The sampled points shown alone display exactly what is described but the examples I am familiar with include sin(x)/x reconstruction after sampling which reproduces the original waveform including the peaks correctly.
I'm not sure I understand you. It's obvious that sin(x)/x being run on the displayed sampled points will not reproduce the original waveform correctly. In fact, not only does sin(x)/x interpolation reproduce just what we saw in pa3bca's 120MHz image, but I can reproduce the exact same results by setting my DSO at any sampling rate and sending it a sine wave with the frequency of ~fs/2.08 (and other frequencies close to - but less than - the Nyquist frequency).
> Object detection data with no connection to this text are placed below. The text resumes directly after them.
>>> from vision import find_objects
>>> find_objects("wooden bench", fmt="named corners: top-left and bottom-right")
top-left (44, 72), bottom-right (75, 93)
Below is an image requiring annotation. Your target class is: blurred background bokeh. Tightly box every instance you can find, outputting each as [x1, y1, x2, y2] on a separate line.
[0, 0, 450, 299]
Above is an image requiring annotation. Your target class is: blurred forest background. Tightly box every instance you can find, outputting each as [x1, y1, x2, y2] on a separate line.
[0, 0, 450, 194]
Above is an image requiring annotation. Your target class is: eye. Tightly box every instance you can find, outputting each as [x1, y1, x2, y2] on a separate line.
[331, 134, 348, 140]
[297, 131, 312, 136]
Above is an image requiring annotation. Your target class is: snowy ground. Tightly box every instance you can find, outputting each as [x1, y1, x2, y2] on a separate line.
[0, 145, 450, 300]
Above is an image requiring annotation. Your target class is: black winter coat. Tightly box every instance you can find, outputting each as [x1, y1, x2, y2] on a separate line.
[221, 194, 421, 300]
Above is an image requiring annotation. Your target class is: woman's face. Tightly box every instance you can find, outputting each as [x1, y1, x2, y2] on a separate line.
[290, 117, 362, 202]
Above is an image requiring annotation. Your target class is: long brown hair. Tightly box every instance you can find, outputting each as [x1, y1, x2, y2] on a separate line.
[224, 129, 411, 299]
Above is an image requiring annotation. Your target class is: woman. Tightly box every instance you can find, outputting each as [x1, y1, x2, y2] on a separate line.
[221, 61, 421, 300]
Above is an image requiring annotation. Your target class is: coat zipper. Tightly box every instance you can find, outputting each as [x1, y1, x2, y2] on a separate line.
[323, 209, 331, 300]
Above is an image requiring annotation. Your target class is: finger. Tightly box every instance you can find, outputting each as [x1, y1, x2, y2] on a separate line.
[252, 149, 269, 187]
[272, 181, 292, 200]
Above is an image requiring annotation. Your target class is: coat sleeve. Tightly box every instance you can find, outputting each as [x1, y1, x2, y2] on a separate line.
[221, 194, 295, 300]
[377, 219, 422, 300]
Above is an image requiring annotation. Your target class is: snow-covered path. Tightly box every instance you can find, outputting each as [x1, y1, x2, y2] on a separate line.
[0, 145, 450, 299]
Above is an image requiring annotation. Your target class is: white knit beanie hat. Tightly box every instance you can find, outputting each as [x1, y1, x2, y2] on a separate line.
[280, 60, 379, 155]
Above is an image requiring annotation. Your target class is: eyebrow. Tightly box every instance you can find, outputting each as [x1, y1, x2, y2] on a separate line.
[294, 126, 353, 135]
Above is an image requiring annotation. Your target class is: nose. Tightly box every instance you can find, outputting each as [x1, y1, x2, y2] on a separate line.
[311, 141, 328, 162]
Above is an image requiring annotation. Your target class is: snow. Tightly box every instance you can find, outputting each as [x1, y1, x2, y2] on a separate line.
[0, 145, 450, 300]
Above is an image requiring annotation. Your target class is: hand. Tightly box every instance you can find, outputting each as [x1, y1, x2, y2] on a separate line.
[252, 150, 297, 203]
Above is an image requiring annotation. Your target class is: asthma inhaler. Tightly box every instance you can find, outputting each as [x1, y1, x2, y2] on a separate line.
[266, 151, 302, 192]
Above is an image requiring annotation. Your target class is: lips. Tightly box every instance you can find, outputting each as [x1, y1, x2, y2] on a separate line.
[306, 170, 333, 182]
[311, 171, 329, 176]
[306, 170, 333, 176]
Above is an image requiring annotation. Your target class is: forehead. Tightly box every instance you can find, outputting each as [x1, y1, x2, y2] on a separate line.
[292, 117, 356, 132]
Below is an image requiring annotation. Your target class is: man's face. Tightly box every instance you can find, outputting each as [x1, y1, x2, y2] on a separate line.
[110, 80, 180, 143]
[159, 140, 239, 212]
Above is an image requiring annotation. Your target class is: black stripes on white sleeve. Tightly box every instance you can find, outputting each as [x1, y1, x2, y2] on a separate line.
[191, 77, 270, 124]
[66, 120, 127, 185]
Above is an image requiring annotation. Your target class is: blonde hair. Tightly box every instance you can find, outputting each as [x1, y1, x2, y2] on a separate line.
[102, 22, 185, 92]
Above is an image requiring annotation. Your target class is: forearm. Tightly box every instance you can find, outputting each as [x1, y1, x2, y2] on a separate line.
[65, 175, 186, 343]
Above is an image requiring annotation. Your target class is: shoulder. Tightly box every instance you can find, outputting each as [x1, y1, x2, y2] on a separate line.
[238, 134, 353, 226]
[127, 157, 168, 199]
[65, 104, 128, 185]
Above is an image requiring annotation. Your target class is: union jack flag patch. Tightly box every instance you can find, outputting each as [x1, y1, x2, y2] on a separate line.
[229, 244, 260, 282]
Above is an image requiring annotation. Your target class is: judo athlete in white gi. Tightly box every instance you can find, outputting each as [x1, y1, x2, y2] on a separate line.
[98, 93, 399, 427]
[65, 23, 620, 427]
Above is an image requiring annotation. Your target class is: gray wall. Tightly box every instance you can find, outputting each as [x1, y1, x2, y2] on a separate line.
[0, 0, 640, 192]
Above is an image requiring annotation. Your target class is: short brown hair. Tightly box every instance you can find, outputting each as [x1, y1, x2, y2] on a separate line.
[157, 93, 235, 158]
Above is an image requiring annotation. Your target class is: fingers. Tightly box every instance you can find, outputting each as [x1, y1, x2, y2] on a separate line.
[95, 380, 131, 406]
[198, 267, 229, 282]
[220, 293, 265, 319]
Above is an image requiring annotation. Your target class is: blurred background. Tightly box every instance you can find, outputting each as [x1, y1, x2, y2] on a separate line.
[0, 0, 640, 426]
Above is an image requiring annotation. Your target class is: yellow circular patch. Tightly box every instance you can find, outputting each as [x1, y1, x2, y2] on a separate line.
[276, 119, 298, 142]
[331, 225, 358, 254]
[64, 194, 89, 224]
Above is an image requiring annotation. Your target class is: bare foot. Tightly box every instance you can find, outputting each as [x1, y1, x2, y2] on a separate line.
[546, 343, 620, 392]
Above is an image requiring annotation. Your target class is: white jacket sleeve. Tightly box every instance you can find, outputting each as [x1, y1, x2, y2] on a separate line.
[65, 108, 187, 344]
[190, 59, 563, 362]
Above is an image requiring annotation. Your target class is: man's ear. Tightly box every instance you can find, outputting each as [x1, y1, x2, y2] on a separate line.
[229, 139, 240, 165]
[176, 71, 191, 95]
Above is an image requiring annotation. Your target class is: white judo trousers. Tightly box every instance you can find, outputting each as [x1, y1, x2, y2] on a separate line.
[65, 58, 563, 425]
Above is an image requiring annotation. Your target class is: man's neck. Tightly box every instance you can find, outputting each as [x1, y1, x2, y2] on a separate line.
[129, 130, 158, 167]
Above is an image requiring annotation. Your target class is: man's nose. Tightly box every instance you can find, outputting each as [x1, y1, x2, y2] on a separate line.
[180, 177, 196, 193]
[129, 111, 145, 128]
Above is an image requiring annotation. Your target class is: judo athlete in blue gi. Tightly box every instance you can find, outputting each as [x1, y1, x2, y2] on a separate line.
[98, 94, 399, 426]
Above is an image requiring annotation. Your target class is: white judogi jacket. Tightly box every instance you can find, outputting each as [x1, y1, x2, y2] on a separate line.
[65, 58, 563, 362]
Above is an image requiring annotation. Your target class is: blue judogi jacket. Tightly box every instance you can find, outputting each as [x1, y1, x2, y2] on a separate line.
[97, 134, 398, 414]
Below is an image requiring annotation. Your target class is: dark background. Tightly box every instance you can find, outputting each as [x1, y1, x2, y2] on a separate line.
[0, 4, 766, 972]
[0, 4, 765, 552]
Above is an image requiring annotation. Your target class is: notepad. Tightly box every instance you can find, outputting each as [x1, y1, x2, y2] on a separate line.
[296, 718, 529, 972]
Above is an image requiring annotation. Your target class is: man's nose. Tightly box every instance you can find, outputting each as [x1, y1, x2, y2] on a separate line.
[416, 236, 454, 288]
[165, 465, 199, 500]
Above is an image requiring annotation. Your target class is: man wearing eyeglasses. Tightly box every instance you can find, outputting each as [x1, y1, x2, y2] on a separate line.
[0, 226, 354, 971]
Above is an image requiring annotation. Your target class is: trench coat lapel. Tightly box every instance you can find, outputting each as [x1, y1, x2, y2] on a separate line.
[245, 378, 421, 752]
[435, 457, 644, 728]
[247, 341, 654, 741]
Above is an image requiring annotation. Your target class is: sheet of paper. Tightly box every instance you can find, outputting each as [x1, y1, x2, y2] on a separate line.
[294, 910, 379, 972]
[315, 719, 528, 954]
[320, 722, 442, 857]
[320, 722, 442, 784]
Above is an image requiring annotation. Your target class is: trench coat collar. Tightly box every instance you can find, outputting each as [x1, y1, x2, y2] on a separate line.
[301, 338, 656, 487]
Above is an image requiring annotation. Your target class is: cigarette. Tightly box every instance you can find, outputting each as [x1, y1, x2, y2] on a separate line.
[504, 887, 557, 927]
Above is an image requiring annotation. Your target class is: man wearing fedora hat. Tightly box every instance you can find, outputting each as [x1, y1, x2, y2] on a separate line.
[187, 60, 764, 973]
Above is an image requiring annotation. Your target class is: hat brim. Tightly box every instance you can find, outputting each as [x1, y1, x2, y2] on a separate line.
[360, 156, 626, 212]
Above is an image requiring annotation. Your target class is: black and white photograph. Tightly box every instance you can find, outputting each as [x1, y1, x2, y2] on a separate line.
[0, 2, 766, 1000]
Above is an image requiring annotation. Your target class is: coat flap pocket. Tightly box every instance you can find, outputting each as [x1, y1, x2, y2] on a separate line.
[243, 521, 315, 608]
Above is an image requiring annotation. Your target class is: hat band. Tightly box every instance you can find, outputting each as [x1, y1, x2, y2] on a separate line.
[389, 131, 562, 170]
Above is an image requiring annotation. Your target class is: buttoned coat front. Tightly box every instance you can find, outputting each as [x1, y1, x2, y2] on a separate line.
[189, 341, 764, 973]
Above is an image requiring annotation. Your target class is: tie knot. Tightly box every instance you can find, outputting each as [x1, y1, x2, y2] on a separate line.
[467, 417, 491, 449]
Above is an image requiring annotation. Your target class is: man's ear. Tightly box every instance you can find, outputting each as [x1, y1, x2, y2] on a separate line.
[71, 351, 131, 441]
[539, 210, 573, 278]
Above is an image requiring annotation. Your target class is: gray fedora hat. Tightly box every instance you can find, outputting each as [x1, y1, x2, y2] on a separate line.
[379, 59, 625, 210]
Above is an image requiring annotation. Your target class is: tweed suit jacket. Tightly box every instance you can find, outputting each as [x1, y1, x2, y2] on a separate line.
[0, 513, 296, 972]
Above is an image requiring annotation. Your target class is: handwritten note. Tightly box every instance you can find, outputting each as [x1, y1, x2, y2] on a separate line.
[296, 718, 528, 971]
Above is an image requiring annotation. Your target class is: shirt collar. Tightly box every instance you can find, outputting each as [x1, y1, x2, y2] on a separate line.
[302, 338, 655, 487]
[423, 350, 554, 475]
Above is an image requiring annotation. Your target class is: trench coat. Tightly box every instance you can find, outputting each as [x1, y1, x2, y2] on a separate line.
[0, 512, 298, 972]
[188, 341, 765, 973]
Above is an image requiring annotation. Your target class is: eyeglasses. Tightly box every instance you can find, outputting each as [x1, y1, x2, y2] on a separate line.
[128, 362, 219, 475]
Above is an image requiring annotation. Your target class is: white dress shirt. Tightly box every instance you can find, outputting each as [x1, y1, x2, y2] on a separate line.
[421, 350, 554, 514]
On DSOs that I have used under the proper conditions (I would not normally be measuring pure sine waves close to Nyquist) I can generate exactly what is shown and described with reconstruction disabled and then restore the original waveform, which is close to Nyquist but not exceeding it, with reconstruction turned on.
I don't know what you mean by 'the proper conditions', but the math above says that it would be extremely difficult to do that over much time. The Nyquist theorem simply states that if a signal contains no frequencies higher than B, it is mathematically possible to reproduce it by a series of points spaced 1/(2B). It says nothing about the length of the sampling. Leakage occurs over time; it's window dependent - e.g. if you just sample a cycle or two of a 120MHz sine wave at 250MSa/s, you can get a reproduction of the frequency of the waveform - thus satisfying the Nyquist theorem. But if you begin to sample more cycles than that, leakage WILL occur.
Yes and what we have seen has
nothing to do with the impurities of the applied signal. Yes impurities above Nyquist will fold back and show up, but even with my DSA815's 'crappy' TG this would be far down in the noise (i.e invisible).
As further proof: 24 MHz generated by my DG1032Z, DS2072A at 50 MSa/s.
Spurious of the DG1032 is at -60dB(2nd harmonic) to -70dB for others. Not stellar but quite sufficient thank you. So now we might all agree that spurious signals cannot have
any visible influence on the displayed signals.
And as expected the scope shows an 'Amplitude modulated" signal. Modulation frequency of (25-24) - (25-26) = 2 MHz, 26 MHz being the "mirror" of the 24 MHz signal wrt to Fnyquist. All as explained by Marmad.
And (but maybe I misunderstood David) reconstruction will not restore the original 24 MHz waveform.